The files an agent checks before it reads your page
Before an agent reads your page it probes a fixed set of files. robots.txt, llms.txt, a handful of /.well-known paths. Serve them and you hand the agent your rules, your content map, and your capabilities in formats it already understands. Serve none of them, which most sites do, and the agent guesses or leaves.
The gold standard for the checklist is Cloudflare's isitagentready.com. It scans the homepage plus the well-known paths and scores you across four dimensions: discoverability, content, bot access control, and capabilities.
Discoverability. A robots.txt with explicit AI bot rules, not just legacy Googlebot directives. A current sitemap.xml.

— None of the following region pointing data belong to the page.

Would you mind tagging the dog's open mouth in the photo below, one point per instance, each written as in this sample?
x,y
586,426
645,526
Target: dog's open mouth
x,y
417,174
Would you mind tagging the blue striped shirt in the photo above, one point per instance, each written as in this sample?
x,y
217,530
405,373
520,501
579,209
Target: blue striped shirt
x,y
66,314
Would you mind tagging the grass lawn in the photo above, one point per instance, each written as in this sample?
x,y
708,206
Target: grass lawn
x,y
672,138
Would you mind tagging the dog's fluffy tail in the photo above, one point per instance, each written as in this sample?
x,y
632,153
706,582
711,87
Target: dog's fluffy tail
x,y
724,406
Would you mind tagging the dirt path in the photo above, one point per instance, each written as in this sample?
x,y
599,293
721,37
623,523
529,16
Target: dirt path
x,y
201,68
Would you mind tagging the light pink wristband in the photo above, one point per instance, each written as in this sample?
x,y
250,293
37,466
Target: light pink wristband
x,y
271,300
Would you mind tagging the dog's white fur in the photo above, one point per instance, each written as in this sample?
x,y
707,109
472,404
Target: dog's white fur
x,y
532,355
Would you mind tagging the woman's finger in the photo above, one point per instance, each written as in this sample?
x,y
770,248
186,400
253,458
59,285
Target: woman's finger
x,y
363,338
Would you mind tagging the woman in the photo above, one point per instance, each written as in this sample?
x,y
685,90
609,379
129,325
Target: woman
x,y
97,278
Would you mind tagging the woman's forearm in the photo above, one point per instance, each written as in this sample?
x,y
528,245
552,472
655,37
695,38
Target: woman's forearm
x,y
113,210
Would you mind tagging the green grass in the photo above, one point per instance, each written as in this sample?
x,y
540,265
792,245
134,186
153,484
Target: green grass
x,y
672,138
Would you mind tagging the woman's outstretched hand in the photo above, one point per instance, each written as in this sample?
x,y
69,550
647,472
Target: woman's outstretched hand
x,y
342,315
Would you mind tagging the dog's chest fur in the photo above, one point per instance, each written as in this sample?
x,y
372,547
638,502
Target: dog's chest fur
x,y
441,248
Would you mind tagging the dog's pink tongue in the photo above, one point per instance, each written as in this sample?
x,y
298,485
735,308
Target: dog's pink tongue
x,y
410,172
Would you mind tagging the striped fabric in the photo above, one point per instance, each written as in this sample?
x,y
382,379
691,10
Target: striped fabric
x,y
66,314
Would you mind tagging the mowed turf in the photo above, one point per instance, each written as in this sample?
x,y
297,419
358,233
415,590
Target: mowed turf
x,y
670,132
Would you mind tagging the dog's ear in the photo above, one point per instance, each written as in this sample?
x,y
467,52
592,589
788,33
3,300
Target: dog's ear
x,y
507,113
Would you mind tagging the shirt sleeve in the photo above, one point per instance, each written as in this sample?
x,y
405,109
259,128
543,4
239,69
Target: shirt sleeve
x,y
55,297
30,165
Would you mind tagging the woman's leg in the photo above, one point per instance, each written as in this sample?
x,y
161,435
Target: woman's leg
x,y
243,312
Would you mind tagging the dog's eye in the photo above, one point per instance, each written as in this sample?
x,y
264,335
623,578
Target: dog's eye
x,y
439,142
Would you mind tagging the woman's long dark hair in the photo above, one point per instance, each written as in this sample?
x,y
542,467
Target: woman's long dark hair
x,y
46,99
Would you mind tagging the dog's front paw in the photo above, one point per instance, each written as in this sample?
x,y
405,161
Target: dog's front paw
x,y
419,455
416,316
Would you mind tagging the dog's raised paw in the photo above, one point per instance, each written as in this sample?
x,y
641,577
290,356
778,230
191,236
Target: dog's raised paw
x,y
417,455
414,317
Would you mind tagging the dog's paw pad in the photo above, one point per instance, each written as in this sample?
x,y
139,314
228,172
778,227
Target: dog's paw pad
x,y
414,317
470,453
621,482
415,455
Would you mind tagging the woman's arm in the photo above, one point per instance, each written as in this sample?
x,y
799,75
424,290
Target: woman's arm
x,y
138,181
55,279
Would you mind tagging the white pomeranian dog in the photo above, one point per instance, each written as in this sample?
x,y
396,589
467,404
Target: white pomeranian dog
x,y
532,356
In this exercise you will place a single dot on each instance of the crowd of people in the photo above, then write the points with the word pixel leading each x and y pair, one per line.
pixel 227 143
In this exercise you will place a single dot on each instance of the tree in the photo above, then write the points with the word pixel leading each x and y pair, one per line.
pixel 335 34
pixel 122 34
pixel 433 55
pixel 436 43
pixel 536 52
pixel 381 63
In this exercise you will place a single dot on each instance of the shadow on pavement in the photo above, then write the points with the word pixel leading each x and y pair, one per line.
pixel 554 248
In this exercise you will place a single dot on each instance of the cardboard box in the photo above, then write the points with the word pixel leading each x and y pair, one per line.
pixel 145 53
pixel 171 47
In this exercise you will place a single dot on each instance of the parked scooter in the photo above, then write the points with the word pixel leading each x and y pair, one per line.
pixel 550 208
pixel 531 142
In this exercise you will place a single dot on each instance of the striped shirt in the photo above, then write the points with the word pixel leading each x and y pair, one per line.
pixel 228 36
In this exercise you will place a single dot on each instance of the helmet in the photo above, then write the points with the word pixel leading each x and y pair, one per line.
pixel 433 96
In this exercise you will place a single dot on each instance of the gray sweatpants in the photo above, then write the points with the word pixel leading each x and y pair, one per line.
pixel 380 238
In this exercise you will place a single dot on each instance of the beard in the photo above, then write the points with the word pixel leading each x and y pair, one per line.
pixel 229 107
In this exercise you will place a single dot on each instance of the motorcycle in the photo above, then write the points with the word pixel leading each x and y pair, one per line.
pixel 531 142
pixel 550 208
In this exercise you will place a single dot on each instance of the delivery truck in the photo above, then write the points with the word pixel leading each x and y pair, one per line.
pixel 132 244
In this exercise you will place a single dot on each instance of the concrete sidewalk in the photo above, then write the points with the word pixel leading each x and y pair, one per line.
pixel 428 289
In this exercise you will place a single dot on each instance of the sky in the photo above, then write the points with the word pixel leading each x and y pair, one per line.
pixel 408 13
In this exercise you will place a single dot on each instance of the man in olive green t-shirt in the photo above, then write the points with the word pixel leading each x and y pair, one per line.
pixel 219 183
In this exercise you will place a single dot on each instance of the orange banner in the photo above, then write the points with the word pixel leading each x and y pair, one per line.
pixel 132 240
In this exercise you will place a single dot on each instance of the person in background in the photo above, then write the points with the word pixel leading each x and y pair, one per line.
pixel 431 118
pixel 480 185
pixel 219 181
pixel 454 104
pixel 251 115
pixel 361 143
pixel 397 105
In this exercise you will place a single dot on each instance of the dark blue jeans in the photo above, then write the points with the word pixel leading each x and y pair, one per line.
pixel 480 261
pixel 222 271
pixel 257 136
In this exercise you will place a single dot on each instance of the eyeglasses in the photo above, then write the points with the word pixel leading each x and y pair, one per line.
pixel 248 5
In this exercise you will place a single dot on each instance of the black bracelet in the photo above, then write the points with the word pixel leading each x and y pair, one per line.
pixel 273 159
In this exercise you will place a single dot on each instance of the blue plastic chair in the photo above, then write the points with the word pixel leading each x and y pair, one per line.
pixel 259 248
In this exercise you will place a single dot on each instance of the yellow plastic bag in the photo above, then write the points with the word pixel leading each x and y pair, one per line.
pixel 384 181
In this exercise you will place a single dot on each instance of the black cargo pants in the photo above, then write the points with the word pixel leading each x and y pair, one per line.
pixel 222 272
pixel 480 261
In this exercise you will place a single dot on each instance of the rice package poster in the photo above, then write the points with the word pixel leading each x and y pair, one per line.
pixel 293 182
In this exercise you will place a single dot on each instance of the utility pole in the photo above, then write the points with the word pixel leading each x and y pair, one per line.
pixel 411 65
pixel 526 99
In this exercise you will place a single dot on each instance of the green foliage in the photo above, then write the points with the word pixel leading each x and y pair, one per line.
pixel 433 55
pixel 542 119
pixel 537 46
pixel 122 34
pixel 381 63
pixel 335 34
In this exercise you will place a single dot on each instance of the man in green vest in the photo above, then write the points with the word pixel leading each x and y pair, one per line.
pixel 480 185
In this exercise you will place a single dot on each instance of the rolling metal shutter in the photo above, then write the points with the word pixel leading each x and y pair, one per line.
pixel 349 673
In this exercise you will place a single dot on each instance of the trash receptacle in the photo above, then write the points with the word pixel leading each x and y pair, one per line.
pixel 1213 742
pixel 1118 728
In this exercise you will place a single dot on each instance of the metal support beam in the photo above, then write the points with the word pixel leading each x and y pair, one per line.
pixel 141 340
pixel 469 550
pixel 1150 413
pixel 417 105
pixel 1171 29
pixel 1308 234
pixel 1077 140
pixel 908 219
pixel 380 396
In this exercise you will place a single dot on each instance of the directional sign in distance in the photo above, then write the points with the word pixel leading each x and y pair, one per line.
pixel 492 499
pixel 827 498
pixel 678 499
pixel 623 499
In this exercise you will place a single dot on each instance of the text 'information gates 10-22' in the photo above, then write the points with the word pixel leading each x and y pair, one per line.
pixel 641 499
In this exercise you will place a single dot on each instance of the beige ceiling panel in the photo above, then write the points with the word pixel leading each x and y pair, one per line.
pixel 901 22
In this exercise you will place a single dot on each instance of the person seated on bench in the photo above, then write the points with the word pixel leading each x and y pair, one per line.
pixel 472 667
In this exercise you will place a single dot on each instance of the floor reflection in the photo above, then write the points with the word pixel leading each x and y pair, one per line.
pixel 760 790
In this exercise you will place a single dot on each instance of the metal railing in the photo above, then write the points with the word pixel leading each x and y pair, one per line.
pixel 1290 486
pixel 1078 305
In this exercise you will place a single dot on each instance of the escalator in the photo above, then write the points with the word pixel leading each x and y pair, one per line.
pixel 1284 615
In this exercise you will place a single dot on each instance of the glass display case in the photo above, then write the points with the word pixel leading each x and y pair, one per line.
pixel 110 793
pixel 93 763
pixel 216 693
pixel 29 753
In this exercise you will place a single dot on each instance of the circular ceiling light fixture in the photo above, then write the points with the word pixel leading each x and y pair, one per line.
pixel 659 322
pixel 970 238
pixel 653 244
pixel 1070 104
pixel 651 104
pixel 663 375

Link headers so an agent finds your resources without parsing HTML.
Content. An llms.txt map, and Markdown an agent can read instead of a rendered page.
Bot access control. Content signals that state what your content may be used for, search, inference, training. Honored voluntarily, the same way robots.txt is.
Capabilities. The /.well-known files that say what an agent can do with you, not just read: an MCP server card, OAuth discovery for protected resources, an API catalog. Serve the ones that match what you actually offer.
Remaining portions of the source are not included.